Tuesday, May 4, 2010
Keeping up with The Times
While it is true that they occasionally say things that seem to make sense to us, as far as StraightMan and I are concerned, David Brooks, Thomas Friedman, John Tierney, and Nicholas Wade are the Gray Lady's own Evil League of Evil.
As anthropologists, we reserve our particular ire for Wade.
Recently, Wade discovered culture, which he describes as an "evolutionary force" that has been in effect for the last 20,000 years or so.
Today, Wade reported on a study of the possible consequences of cousin marriage in the Darwin family.
The topic of cousin marriage is one that I happen to teach in ANTH 100. For example, I screen the ethnographic film "Masai Women" (a "classic" documentary that helps students connect the practice of polygyny with ideas and practices about women and property) and also assign chestnuts like Melvyn Goldstein's "When Brothers Share a Wife" (an article about fraternal polyandry in Tibet that appears in a number of textbooks).
This is all done in the service of impressing upon students the idea that there is no universal definition of marriage. It can involve more than two individuals who need not be different sexes / genders and it is not assumed that first comes love.
I also like to talk about marriage in ANTH 100 to illustrate the point that it can be difficult to cultivate a stance of cultural relativism about activities, behaviors, and attitudes that "we" consider fundamental experiences of everyday life.

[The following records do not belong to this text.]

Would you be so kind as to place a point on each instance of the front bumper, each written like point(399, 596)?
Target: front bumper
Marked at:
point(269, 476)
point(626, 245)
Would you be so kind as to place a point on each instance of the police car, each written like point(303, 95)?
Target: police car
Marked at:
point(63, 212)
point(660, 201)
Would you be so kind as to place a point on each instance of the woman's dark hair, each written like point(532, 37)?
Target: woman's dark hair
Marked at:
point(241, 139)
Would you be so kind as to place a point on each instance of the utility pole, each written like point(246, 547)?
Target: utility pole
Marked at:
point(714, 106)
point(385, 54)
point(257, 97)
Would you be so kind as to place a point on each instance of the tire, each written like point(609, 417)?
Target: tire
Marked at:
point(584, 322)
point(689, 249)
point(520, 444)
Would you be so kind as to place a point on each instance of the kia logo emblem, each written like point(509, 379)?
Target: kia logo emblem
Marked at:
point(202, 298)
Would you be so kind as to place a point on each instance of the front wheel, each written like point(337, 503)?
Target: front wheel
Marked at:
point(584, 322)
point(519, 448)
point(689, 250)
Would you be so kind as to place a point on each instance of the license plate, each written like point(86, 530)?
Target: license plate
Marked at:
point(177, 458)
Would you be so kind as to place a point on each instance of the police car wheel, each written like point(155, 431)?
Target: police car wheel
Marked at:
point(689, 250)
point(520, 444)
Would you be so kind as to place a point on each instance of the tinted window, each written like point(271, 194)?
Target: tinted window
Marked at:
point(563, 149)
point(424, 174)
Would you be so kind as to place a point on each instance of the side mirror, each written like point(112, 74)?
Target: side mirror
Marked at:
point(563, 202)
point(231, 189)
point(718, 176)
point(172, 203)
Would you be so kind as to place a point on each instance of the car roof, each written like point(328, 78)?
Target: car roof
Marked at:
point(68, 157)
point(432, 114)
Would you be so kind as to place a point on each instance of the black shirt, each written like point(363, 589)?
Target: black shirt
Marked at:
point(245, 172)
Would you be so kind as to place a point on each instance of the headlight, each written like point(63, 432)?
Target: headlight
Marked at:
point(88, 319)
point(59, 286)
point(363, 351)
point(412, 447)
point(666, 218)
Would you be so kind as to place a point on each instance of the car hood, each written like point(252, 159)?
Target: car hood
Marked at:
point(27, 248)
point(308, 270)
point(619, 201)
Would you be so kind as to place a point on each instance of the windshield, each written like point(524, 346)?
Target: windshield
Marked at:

Given that cousin marriages, cross-culturally and historically in American and European societies, have been preferred, I make rather a strong case for how and why such marriages ought not be seen as "unnatural." I always anticipate that at least one student will ask the inbreeding question. So, I plan to read the study that Wade cites more carefully. It sounds like an interesting approach, but I feel a bit doubtful about whether or not this particular analysis is all that robust.